Conversions implicites : Les Origines

Entretien avec Jake Stine et Robin Lavallée, CTO et CEO @ Les Conversions Implicites

Robin Lavallée et Jake Stine, cofondateurs d'Implicit Conversions, nous parlent de leur parcours et des raisons qui ont motivé la création de leur société d'émulation, qui permet d'adapter des jeux rétro aux consoles modernes.
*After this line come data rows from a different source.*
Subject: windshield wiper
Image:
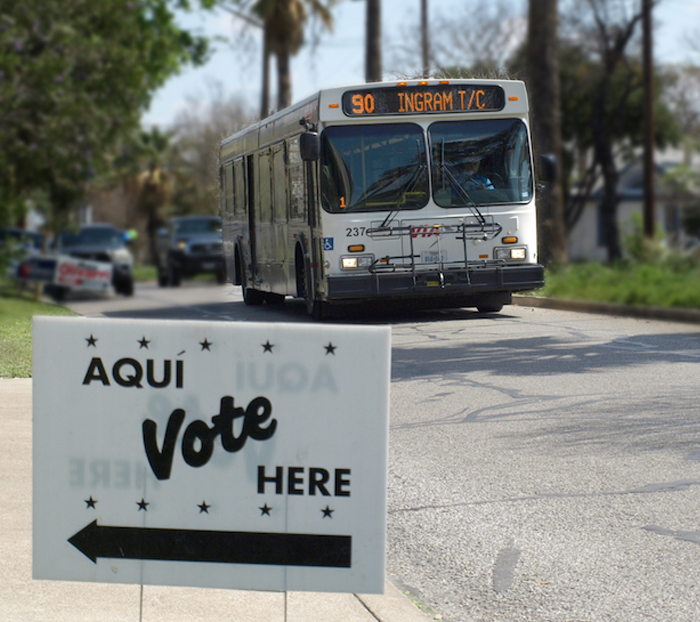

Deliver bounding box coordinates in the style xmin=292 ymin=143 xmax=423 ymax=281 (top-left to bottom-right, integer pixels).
xmin=439 ymin=138 xmax=486 ymax=227
xmin=379 ymin=139 xmax=428 ymax=229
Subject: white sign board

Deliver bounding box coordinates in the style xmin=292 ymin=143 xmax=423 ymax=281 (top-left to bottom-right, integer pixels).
xmin=33 ymin=317 xmax=391 ymax=593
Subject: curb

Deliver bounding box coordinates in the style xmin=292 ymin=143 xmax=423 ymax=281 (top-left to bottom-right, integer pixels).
xmin=513 ymin=294 xmax=700 ymax=324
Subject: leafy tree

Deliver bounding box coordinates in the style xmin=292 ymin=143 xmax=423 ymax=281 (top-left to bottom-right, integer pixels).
xmin=169 ymin=93 xmax=253 ymax=215
xmin=561 ymin=0 xmax=675 ymax=261
xmin=0 ymin=0 xmax=211 ymax=229
xmin=526 ymin=0 xmax=568 ymax=265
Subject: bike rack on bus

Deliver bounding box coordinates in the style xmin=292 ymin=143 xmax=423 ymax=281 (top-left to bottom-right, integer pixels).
xmin=366 ymin=220 xmax=503 ymax=288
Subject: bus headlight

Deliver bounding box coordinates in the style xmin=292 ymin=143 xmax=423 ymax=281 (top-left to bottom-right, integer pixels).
xmin=493 ymin=247 xmax=527 ymax=261
xmin=340 ymin=255 xmax=374 ymax=270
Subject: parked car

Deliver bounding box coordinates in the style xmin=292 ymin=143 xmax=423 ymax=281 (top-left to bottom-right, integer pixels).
xmin=0 ymin=227 xmax=44 ymax=277
xmin=51 ymin=224 xmax=134 ymax=296
xmin=157 ymin=216 xmax=226 ymax=287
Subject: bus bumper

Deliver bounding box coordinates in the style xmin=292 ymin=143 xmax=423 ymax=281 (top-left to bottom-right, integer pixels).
xmin=326 ymin=264 xmax=544 ymax=302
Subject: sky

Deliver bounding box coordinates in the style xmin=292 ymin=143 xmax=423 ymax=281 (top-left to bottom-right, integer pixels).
xmin=143 ymin=0 xmax=700 ymax=128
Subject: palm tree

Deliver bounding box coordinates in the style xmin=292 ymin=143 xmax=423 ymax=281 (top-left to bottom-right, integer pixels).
xmin=234 ymin=0 xmax=336 ymax=117
xmin=113 ymin=128 xmax=175 ymax=263
xmin=527 ymin=0 xmax=567 ymax=265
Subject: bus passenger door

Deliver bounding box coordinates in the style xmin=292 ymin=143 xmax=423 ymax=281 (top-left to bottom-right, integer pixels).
xmin=243 ymin=155 xmax=260 ymax=286
xmin=306 ymin=157 xmax=326 ymax=302
xmin=269 ymin=143 xmax=290 ymax=294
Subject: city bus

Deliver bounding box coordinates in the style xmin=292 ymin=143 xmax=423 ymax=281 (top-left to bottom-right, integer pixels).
xmin=219 ymin=79 xmax=544 ymax=320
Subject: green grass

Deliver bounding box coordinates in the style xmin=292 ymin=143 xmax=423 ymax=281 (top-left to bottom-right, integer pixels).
xmin=535 ymin=259 xmax=700 ymax=309
xmin=0 ymin=280 xmax=75 ymax=378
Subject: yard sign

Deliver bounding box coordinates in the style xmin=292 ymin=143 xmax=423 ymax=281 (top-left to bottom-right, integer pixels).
xmin=33 ymin=317 xmax=390 ymax=593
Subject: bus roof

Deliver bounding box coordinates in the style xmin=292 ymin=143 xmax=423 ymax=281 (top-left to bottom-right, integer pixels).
xmin=219 ymin=78 xmax=528 ymax=161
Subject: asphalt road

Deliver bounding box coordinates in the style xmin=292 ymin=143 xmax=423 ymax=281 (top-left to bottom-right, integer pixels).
xmin=69 ymin=284 xmax=700 ymax=622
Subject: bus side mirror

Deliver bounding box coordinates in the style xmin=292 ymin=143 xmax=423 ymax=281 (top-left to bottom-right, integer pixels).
xmin=299 ymin=132 xmax=321 ymax=162
xmin=540 ymin=153 xmax=557 ymax=183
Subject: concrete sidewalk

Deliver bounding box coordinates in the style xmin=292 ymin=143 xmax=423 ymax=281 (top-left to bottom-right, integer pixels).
xmin=0 ymin=379 xmax=429 ymax=622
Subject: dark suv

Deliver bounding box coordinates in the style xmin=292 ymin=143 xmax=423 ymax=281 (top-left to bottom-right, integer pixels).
xmin=158 ymin=216 xmax=226 ymax=287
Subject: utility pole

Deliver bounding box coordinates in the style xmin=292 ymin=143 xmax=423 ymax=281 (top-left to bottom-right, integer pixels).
xmin=642 ymin=0 xmax=656 ymax=239
xmin=365 ymin=0 xmax=382 ymax=82
xmin=420 ymin=0 xmax=430 ymax=78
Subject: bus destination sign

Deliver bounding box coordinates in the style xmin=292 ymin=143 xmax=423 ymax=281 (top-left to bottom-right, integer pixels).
xmin=343 ymin=84 xmax=505 ymax=117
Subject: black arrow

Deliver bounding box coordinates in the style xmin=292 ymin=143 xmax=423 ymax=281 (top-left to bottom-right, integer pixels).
xmin=68 ymin=521 xmax=352 ymax=568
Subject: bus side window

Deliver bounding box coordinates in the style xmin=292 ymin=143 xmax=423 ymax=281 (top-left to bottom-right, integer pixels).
xmin=258 ymin=149 xmax=272 ymax=223
xmin=272 ymin=143 xmax=287 ymax=222
xmin=221 ymin=162 xmax=233 ymax=216
xmin=233 ymin=158 xmax=247 ymax=216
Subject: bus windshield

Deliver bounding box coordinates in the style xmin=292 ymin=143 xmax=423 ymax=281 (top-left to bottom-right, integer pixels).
xmin=428 ymin=119 xmax=533 ymax=207
xmin=321 ymin=123 xmax=429 ymax=213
Un esprit curieux déchiffre le code

A Nintendo leak in 2018 revealed source code for Starfox 2, released in 1995.

Jake a toujours été très curieux. 

"Je me demande comment ils ont fait ça", se demandait-il en jouant aux jeux Nintendo lorsqu'il était enfant. 

Très tôt, il a pris l'habitude de démonter les choses pour voir comment elles fonctionnaient. "Mais dans le cas d'un jeu vidéo, le matériel ne permet pas de comprendre tout le fonctionnement", explique-t-il. "Si je voulais connaître toute l'histoire, je devais étudier le code. C'est ainsi que j'ai commencé à développer des logiciels. 
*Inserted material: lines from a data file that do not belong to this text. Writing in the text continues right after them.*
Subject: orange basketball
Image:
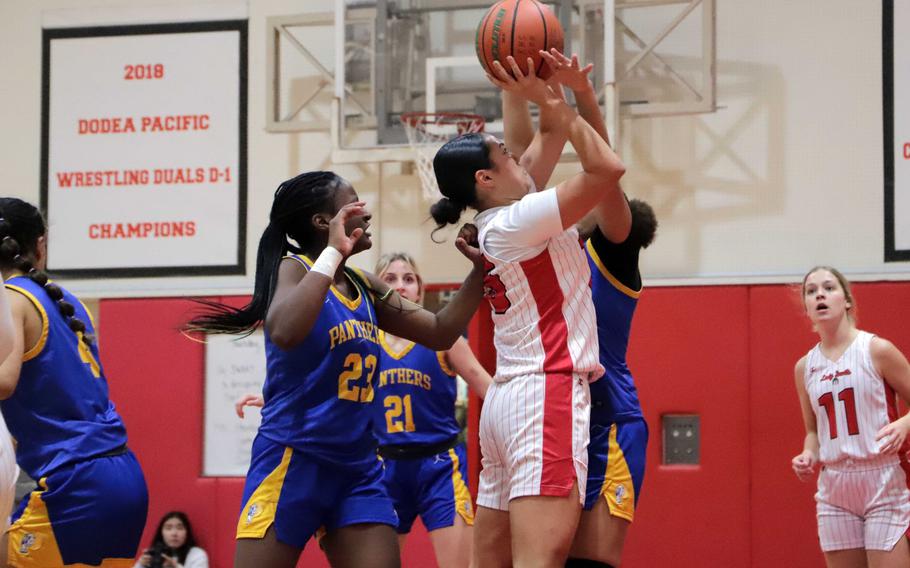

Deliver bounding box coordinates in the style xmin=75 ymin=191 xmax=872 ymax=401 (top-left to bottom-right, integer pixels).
xmin=475 ymin=0 xmax=563 ymax=79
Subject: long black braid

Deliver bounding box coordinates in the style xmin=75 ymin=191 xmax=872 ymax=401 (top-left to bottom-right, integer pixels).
xmin=185 ymin=171 xmax=345 ymax=335
xmin=0 ymin=197 xmax=95 ymax=345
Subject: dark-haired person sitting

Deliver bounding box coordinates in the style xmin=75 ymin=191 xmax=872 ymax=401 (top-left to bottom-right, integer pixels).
xmin=134 ymin=511 xmax=209 ymax=568
xmin=0 ymin=198 xmax=148 ymax=568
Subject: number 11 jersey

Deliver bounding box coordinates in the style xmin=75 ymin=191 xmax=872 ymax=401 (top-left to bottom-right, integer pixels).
xmin=804 ymin=331 xmax=899 ymax=464
xmin=259 ymin=255 xmax=379 ymax=468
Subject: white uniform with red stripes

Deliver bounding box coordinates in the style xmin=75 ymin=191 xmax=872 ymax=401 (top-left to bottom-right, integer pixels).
xmin=475 ymin=189 xmax=604 ymax=510
xmin=805 ymin=331 xmax=910 ymax=552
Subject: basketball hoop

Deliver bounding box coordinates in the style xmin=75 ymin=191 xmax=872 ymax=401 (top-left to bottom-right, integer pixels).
xmin=401 ymin=112 xmax=484 ymax=200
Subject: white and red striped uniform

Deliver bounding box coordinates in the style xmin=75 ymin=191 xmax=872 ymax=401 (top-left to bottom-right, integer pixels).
xmin=475 ymin=189 xmax=604 ymax=510
xmin=804 ymin=331 xmax=910 ymax=552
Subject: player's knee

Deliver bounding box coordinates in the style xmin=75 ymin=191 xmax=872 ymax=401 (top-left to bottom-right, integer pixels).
xmin=566 ymin=558 xmax=613 ymax=568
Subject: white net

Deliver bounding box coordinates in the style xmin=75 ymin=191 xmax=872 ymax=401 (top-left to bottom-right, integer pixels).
xmin=401 ymin=112 xmax=484 ymax=200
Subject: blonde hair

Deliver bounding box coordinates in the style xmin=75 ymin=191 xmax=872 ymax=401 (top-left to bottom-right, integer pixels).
xmin=800 ymin=265 xmax=857 ymax=324
xmin=373 ymin=252 xmax=424 ymax=305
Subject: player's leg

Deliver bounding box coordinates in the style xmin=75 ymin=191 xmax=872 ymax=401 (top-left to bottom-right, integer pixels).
xmin=430 ymin=516 xmax=474 ymax=568
xmin=7 ymin=448 xmax=148 ymax=568
xmin=471 ymin=382 xmax=513 ymax=568
xmin=509 ymin=485 xmax=581 ymax=568
xmin=825 ymin=548 xmax=868 ymax=568
xmin=862 ymin=464 xmax=910 ymax=568
xmin=866 ymin=536 xmax=910 ymax=568
xmin=471 ymin=506 xmax=513 ymax=568
xmin=509 ymin=375 xmax=591 ymax=568
xmin=815 ymin=467 xmax=867 ymax=568
xmin=567 ymin=498 xmax=631 ymax=566
xmin=234 ymin=436 xmax=326 ymax=568
xmin=322 ymin=523 xmax=401 ymax=568
xmin=419 ymin=445 xmax=474 ymax=568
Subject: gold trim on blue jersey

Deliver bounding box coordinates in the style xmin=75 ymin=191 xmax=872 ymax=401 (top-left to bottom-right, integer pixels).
xmin=379 ymin=329 xmax=417 ymax=361
xmin=600 ymin=422 xmax=635 ymax=523
xmin=585 ymin=239 xmax=641 ymax=299
xmin=282 ymin=254 xmax=363 ymax=311
xmin=237 ymin=448 xmax=294 ymax=538
xmin=449 ymin=449 xmax=474 ymax=527
xmin=436 ymin=351 xmax=458 ymax=377
xmin=6 ymin=284 xmax=50 ymax=363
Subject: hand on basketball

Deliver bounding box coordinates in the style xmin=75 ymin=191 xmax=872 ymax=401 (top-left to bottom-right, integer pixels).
xmin=540 ymin=48 xmax=594 ymax=92
xmin=328 ymin=201 xmax=367 ymax=258
xmin=487 ymin=55 xmax=556 ymax=105
xmin=875 ymin=418 xmax=910 ymax=454
xmin=234 ymin=394 xmax=265 ymax=418
xmin=455 ymin=223 xmax=483 ymax=266
xmin=791 ymin=450 xmax=818 ymax=481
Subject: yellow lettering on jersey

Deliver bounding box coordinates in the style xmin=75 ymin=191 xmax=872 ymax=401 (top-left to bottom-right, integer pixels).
xmin=338 ymin=353 xmax=376 ymax=402
xmin=76 ymin=331 xmax=101 ymax=379
xmin=382 ymin=394 xmax=416 ymax=434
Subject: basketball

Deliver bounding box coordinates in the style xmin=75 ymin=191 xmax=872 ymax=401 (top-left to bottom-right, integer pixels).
xmin=475 ymin=0 xmax=563 ymax=79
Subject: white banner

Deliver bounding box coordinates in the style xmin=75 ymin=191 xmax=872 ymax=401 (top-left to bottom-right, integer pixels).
xmin=883 ymin=0 xmax=910 ymax=261
xmin=202 ymin=331 xmax=265 ymax=477
xmin=43 ymin=21 xmax=246 ymax=277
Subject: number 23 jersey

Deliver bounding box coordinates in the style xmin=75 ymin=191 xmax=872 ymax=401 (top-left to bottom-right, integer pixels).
xmin=804 ymin=331 xmax=898 ymax=464
xmin=259 ymin=255 xmax=379 ymax=468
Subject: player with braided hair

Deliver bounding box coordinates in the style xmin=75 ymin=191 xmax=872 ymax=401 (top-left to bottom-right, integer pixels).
xmin=187 ymin=172 xmax=483 ymax=568
xmin=0 ymin=198 xmax=148 ymax=568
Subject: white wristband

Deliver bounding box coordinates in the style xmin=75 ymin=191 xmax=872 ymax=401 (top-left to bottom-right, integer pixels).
xmin=310 ymin=247 xmax=344 ymax=279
Jake a découvert qu'il pouvait acquérir les compétences nécessaires pour corriger les bogues gênants qu'il rencontrait parfois dans les jeux. Il admet que ce n'est généralement pas lui qui a des idées, mais il est très doué pour trouver des solutions aux problèmes qu'on lui soumet. Dans sa jeunesse, il avait des amis qui venaient le voir avec un objectif et ils travaillaient ensemble pour trouver des solutions aux problèmes qui se posaient. Ils s'entraidaient dans divers projets de jeux vidéo, combinant leurs compétences pour atteindre leur objectif commun. 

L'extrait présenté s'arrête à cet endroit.